2. Can Beanie Wells finally overtake Tim Hightower? This is a fluid situation. The Cardinals will look to run the ball more after the retirement of Kurt Warner. There is NO WAY the team can pass the ball 393 times again this year with Matt Leinart under center. Arizona averaged only 20 rushing attempts per game last season. Expect that number to go up in a big way. The Cardinal coaching staff has a history of a strong rushing attack in Pittsburgh and could look to implement a power running game in the desert. As it stands now, Hightower will start the games with Wells getting more carries. The coaches will look to strike a balance between Hightower's versatility and Wells strength running the football. Both are young and talented. Hightower amassed over 1,000 total yards last season with Wells just shy of the mark. An increased priority on the ground game this year could vault both backs into the Top 20. Given the split in touches, Hightower is a much better value as RB41 in the ninth round than Wells as RB13. Hightower is a steal as a fantasy RB4.

1. What to make of the Dallas running backs? The Cowboys have three capable ball carriers. Many assume that Felix Jones will be named the starter after the two strong games against the Eagles late in the season. But, can he carry the ball enough to be worth his ADP? There is no way he is worth an ADP of RB22. What a high price for a back who only twice during the regular season carried the ball more than ten times in a game.
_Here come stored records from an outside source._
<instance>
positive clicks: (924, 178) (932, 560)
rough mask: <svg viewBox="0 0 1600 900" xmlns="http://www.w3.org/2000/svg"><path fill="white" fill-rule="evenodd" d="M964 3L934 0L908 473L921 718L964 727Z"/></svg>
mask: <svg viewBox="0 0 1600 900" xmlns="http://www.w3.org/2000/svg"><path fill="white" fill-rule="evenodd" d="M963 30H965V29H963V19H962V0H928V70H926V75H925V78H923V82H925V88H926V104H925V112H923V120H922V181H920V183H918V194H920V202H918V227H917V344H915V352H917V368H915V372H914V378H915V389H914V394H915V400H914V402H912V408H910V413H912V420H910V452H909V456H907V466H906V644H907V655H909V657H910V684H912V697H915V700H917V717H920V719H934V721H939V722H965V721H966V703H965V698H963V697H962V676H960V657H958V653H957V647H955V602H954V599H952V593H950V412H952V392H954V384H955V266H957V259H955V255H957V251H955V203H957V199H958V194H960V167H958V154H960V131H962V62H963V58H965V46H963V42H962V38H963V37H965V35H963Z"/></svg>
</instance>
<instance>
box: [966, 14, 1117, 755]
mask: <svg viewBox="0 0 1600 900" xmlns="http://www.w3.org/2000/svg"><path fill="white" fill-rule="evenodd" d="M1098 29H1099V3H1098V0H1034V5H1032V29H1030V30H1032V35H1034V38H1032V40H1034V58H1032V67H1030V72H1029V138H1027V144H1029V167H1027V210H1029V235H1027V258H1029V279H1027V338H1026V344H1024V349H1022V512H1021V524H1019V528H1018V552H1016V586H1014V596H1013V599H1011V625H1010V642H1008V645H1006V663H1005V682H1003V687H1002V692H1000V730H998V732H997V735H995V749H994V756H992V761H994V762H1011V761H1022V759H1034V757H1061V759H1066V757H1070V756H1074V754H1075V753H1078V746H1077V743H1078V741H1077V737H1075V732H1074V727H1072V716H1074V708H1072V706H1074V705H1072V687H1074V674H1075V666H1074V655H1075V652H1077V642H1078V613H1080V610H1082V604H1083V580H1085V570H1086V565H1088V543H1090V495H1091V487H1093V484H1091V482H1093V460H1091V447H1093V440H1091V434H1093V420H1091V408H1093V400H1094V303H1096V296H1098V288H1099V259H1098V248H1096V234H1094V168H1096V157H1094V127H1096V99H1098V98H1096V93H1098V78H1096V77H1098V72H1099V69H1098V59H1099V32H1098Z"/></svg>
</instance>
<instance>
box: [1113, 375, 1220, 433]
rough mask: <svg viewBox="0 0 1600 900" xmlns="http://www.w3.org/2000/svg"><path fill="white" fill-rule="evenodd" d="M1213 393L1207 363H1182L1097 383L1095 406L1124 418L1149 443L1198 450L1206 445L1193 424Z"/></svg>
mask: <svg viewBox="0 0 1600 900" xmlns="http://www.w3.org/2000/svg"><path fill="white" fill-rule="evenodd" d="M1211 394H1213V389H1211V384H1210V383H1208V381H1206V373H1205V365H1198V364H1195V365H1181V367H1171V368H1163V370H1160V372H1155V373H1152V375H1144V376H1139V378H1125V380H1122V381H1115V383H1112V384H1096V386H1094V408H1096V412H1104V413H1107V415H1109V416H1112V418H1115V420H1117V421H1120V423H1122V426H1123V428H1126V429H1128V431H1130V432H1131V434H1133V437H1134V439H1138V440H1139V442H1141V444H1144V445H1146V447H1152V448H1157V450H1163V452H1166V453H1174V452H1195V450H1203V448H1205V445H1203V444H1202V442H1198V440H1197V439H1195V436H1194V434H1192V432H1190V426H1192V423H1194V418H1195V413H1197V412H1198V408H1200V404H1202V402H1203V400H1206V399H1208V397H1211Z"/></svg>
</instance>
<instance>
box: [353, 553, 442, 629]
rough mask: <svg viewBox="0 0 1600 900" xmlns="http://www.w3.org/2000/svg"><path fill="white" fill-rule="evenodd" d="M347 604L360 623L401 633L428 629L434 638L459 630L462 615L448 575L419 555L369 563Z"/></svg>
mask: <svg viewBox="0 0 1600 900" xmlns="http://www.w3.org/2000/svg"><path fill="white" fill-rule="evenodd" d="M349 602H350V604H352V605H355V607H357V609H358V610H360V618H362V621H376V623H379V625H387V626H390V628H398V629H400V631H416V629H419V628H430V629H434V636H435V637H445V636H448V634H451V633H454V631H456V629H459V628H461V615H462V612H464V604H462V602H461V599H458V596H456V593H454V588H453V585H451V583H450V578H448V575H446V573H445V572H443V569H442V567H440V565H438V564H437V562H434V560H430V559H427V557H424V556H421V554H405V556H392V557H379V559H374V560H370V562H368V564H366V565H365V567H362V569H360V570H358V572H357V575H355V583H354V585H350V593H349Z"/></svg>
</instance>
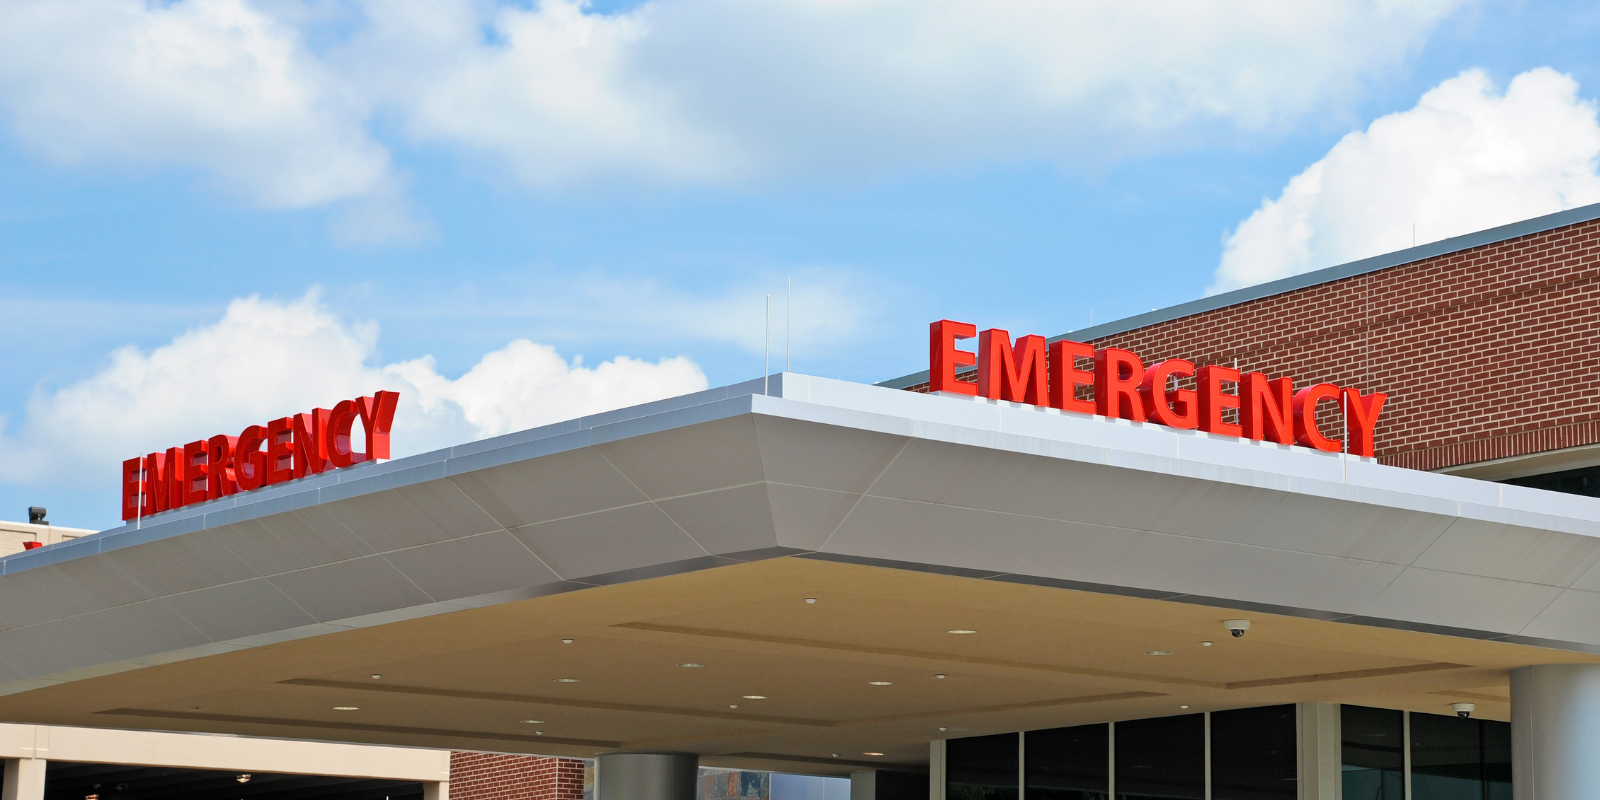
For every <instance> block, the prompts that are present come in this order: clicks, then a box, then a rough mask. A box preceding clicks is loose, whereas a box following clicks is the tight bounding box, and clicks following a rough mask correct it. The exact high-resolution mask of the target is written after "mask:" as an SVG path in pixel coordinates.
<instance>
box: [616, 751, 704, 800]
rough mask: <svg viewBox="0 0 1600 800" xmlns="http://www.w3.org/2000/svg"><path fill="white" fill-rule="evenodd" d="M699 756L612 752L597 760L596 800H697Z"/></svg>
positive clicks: (671, 753)
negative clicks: (697, 786) (694, 784)
mask: <svg viewBox="0 0 1600 800" xmlns="http://www.w3.org/2000/svg"><path fill="white" fill-rule="evenodd" d="M698 776H699V757H698V755H694V754H682V752H610V754H602V755H600V757H598V758H595V800H694V782H696V778H698Z"/></svg>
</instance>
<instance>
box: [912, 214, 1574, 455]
mask: <svg viewBox="0 0 1600 800" xmlns="http://www.w3.org/2000/svg"><path fill="white" fill-rule="evenodd" d="M1597 317H1600V221H1590V222H1582V224H1574V226H1568V227H1558V229H1554V230H1546V232H1541V234H1531V235H1526V237H1518V238H1510V240H1506V242H1496V243H1491V245H1483V246H1477V248H1470V250H1462V251H1458V253H1448V254H1443V256H1435V258H1429V259H1424V261H1416V262H1411V264H1402V266H1397V267H1387V269H1381V270H1376V272H1368V274H1365V275H1354V277H1349V278H1341V280H1334V282H1328V283H1320V285H1315V286H1306V288H1301V290H1293V291H1286V293H1282V294H1274V296H1267V298H1259V299H1253V301H1246V302H1240V304H1237V306H1229V307H1224V309H1214V310H1208V312H1202V314H1194V315H1189V317H1182V318H1178V320H1170V322H1163V323H1155V325H1149V326H1144V328H1136V330H1131V331H1125V333H1118V334H1112V336H1106V338H1101V339H1093V341H1091V344H1094V346H1096V347H1125V349H1130V350H1133V352H1136V354H1139V357H1141V358H1144V362H1146V363H1154V362H1157V360H1162V358H1189V360H1192V362H1195V363H1197V365H1208V363H1216V365H1226V366H1232V365H1234V363H1235V362H1237V363H1238V368H1240V370H1243V371H1261V373H1266V374H1267V376H1272V378H1277V376H1293V378H1294V382H1296V386H1309V384H1314V382H1323V381H1326V382H1333V384H1339V386H1355V387H1360V389H1362V390H1363V392H1374V390H1376V392H1386V394H1387V395H1389V403H1387V405H1386V406H1384V413H1382V419H1381V421H1379V426H1378V435H1376V445H1378V458H1379V461H1382V462H1386V464H1395V466H1402V467H1411V469H1440V467H1451V466H1459V464H1470V462H1477V461H1490V459H1498V458H1509V456H1520V454H1528V453H1539V451H1546V450H1558V448H1568V446H1578V445H1594V443H1600V318H1597ZM1014 333H1022V331H1014ZM912 390H926V384H922V386H917V387H912ZM1333 430H1338V429H1336V427H1333Z"/></svg>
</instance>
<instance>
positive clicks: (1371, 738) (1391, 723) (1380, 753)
mask: <svg viewBox="0 0 1600 800" xmlns="http://www.w3.org/2000/svg"><path fill="white" fill-rule="evenodd" d="M1339 725H1341V728H1342V742H1341V752H1342V755H1344V758H1342V763H1344V776H1342V782H1344V800H1403V798H1405V714H1402V712H1398V710H1389V709H1368V707H1362V706H1344V707H1341V709H1339Z"/></svg>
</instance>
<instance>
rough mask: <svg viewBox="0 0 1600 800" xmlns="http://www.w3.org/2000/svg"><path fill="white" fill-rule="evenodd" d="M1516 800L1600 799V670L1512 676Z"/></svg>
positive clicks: (1588, 669) (1586, 668)
mask: <svg viewBox="0 0 1600 800" xmlns="http://www.w3.org/2000/svg"><path fill="white" fill-rule="evenodd" d="M1510 773H1512V797H1514V798H1515V800H1578V798H1600V664H1544V666H1538V667H1522V669H1514V670H1510Z"/></svg>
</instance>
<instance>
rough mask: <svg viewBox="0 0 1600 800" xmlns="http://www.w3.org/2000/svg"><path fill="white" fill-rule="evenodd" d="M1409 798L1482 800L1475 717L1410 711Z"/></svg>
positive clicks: (1480, 759)
mask: <svg viewBox="0 0 1600 800" xmlns="http://www.w3.org/2000/svg"><path fill="white" fill-rule="evenodd" d="M1411 798H1413V800H1483V736H1482V725H1478V720H1462V718H1459V717H1440V715H1437V714H1413V715H1411Z"/></svg>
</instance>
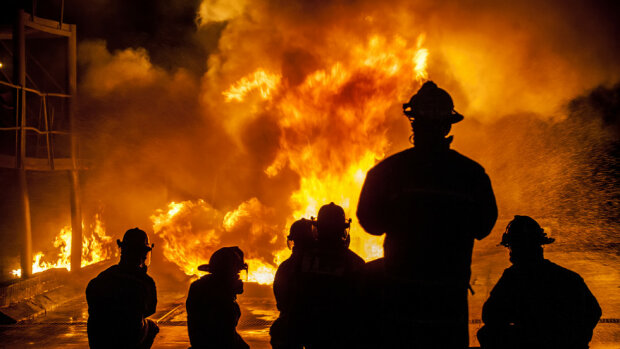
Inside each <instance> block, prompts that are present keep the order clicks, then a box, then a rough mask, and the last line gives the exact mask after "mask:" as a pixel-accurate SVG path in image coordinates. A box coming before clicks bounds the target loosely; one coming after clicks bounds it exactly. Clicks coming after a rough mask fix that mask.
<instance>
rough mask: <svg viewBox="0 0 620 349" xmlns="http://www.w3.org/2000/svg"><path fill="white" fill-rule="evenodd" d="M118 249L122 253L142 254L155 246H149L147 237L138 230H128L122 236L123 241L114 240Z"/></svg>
mask: <svg viewBox="0 0 620 349" xmlns="http://www.w3.org/2000/svg"><path fill="white" fill-rule="evenodd" d="M116 243H117V244H118V247H120V248H121V253H123V252H125V253H126V252H137V253H144V252H149V251H151V250H152V249H153V247H154V246H155V244H149V236H148V235H147V234H146V232H144V230H141V229H139V228H133V229H129V230H127V231H126V232H125V235H123V241H121V240H116Z"/></svg>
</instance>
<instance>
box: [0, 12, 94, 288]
mask: <svg viewBox="0 0 620 349" xmlns="http://www.w3.org/2000/svg"><path fill="white" fill-rule="evenodd" d="M27 38H28V39H31V38H34V39H50V40H56V41H54V42H57V41H58V39H63V43H62V45H64V44H65V43H66V66H67V69H66V76H65V78H66V84H65V85H66V86H64V91H60V92H41V91H39V90H38V89H37V88H36V85H35V88H32V87H27V79H28V78H29V75H28V74H27V71H26V67H27V65H26V63H27V57H28V55H27V53H28V48H27V46H26V39H27ZM0 40H12V42H13V51H12V55H13V81H2V80H0V85H1V86H4V87H5V88H10V89H11V90H12V91H13V96H14V99H13V102H14V103H15V104H14V105H13V106H12V107H13V109H14V114H15V123H14V126H11V127H0V137H15V149H14V151H13V154H0V167H3V168H11V169H15V170H16V171H17V172H18V178H19V179H18V185H19V191H20V198H21V200H20V201H21V212H22V218H21V219H22V224H23V231H22V234H21V246H22V248H21V269H22V278H28V277H29V276H31V275H32V227H31V217H30V215H31V212H30V199H29V195H28V182H27V180H26V179H27V177H26V173H27V171H67V173H68V174H69V181H70V184H71V185H70V187H71V193H70V194H71V195H70V196H71V198H70V199H71V200H70V202H71V227H72V238H71V269H72V271H77V270H79V269H80V264H81V254H82V212H81V200H80V184H79V183H80V180H79V171H80V170H83V169H85V164H84V161H82V160H80V159H79V158H78V156H79V149H78V135H77V132H76V130H75V128H76V127H75V113H76V96H77V60H76V26H75V25H74V24H66V23H63V22H62V12H61V18H60V21H54V20H49V19H44V18H40V17H36V16H35V15H33V14H28V13H26V12H25V11H24V10H23V9H18V10H17V11H16V14H15V20H14V23H13V27H12V28H8V29H7V30H1V31H0ZM5 48H6V47H5ZM37 64H38V63H37ZM5 77H6V75H5ZM7 80H8V78H7ZM32 84H33V83H32V82H31V85H32ZM1 86H0V87H1ZM34 97H38V98H40V101H41V102H40V107H39V114H40V117H39V123H38V124H37V125H33V124H28V118H27V116H28V115H29V112H30V110H29V109H33V108H32V106H31V105H29V104H28V103H26V101H27V98H34ZM52 99H54V101H55V103H56V104H58V103H60V104H61V105H63V106H66V108H65V109H63V110H62V112H64V114H65V115H62V116H63V117H65V118H66V119H67V120H68V128H66V129H54V117H55V116H54V111H55V110H56V109H54V108H53V106H50V100H52ZM30 114H32V112H30ZM50 114H51V115H50ZM58 117H59V115H56V118H58ZM31 123H32V122H31ZM33 134H34V135H36V136H37V144H36V145H35V147H36V148H37V151H36V152H35V154H28V150H29V149H32V148H33V147H32V144H29V143H28V140H29V135H33ZM39 137H44V139H45V141H44V148H45V157H40V156H37V155H38V154H39V151H38V148H39V146H40V144H39V143H40V142H39V141H38V139H39ZM57 137H68V138H69V148H70V149H69V151H65V154H61V155H60V156H56V154H55V153H56V152H57V150H59V149H58V147H57V146H56V143H57V141H56V138H57ZM31 138H32V137H31ZM30 153H32V151H31V152H30Z"/></svg>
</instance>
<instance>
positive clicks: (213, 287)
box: [186, 246, 249, 349]
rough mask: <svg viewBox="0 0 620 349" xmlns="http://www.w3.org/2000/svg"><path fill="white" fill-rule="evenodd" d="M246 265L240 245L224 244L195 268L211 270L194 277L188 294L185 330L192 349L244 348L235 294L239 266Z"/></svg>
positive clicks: (238, 275) (246, 347) (241, 266)
mask: <svg viewBox="0 0 620 349" xmlns="http://www.w3.org/2000/svg"><path fill="white" fill-rule="evenodd" d="M247 269H248V265H247V264H246V263H245V262H244V260H243V251H241V249H239V247H237V246H234V247H223V248H221V249H219V250H217V251H215V252H214V253H213V255H211V258H210V259H209V264H204V265H201V266H199V267H198V270H201V271H207V272H209V273H210V274H208V275H205V276H203V277H201V278H200V279H198V280H196V281H194V282H193V283H192V285H191V286H190V288H189V293H188V295H187V302H186V308H187V330H188V333H189V341H190V343H191V345H192V347H191V349H208V348H213V349H247V348H249V346H248V345H247V344H246V343H245V341H244V340H243V338H241V336H240V335H239V333H237V324H238V323H239V318H240V317H241V309H240V308H239V305H238V304H237V295H238V294H242V293H243V282H242V281H241V279H240V278H239V273H240V272H241V270H246V271H247Z"/></svg>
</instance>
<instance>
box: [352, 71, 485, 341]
mask: <svg viewBox="0 0 620 349" xmlns="http://www.w3.org/2000/svg"><path fill="white" fill-rule="evenodd" d="M403 111H404V113H405V115H406V116H407V118H408V119H409V121H410V122H411V127H412V130H413V143H414V147H413V148H410V149H407V150H404V151H401V152H399V153H397V154H394V155H392V156H390V157H388V158H386V159H384V160H383V161H381V162H380V163H379V164H377V165H376V166H375V167H373V168H372V169H371V170H370V171H369V172H368V174H367V176H366V180H365V182H364V185H363V187H362V192H361V194H360V199H359V204H358V208H357V217H358V219H359V221H360V224H361V225H362V227H363V228H364V229H365V230H366V232H368V233H369V234H372V235H382V234H385V241H384V253H385V259H384V266H383V268H385V269H384V270H385V273H386V279H385V283H384V286H385V289H384V290H383V292H382V293H383V294H384V299H383V303H384V305H383V308H384V312H385V313H384V314H383V315H384V319H385V321H383V324H384V328H383V336H384V339H383V340H384V346H385V347H388V348H397V347H420V348H445V347H450V348H459V347H462V348H464V347H467V346H468V345H469V340H468V337H469V335H468V310H467V289H468V287H469V279H470V274H471V269H470V265H471V257H472V249H473V245H474V239H482V238H484V237H486V236H487V235H488V234H489V233H490V232H491V229H492V228H493V225H494V224H495V221H496V219H497V206H496V203H495V196H494V194H493V190H492V188H491V183H490V180H489V177H488V176H487V175H486V173H485V171H484V168H483V167H482V166H480V165H479V164H478V163H476V162H475V161H473V160H471V159H469V158H467V157H465V156H463V155H461V154H459V153H458V152H456V151H454V150H452V149H450V143H451V142H452V139H453V137H452V136H449V137H447V136H448V134H449V133H450V130H451V127H452V124H454V123H457V122H459V121H461V120H463V116H462V115H461V114H459V113H457V112H456V111H455V110H454V104H453V102H452V98H451V97H450V95H449V94H448V93H447V92H446V91H444V90H443V89H441V88H438V87H437V85H435V83H433V82H432V81H428V82H426V83H424V85H423V86H422V87H421V88H420V90H419V91H418V92H417V93H416V94H415V95H414V96H413V97H412V98H411V100H410V101H409V103H406V104H404V105H403ZM380 293H381V292H376V294H380ZM377 302H380V301H379V300H377ZM378 332H382V331H378Z"/></svg>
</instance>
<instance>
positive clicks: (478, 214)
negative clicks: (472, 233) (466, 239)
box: [473, 172, 497, 240]
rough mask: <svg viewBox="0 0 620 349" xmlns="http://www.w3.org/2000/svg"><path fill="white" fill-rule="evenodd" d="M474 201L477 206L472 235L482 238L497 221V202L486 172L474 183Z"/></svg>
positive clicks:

The Cowboy backfield is full of uncertainty. Marion Barber will be back to full health. He is the pounder of the Dallas running corps. Barber has carried the ball at least 200 times each of the last three years, finishing as RB21 or better each time. So, with an ADP of RB30, Barber is a good bet to exceed expectations once again. The sleeper of the group is Tashard Choice. He has flashed some skill the when given the opportunity. Choice has an ADP of RB55 and has great upside as a fantasy RB5. The advice to fantasy players in redraft leagues, is to avoid Jones and take a chance on Barber or Choice.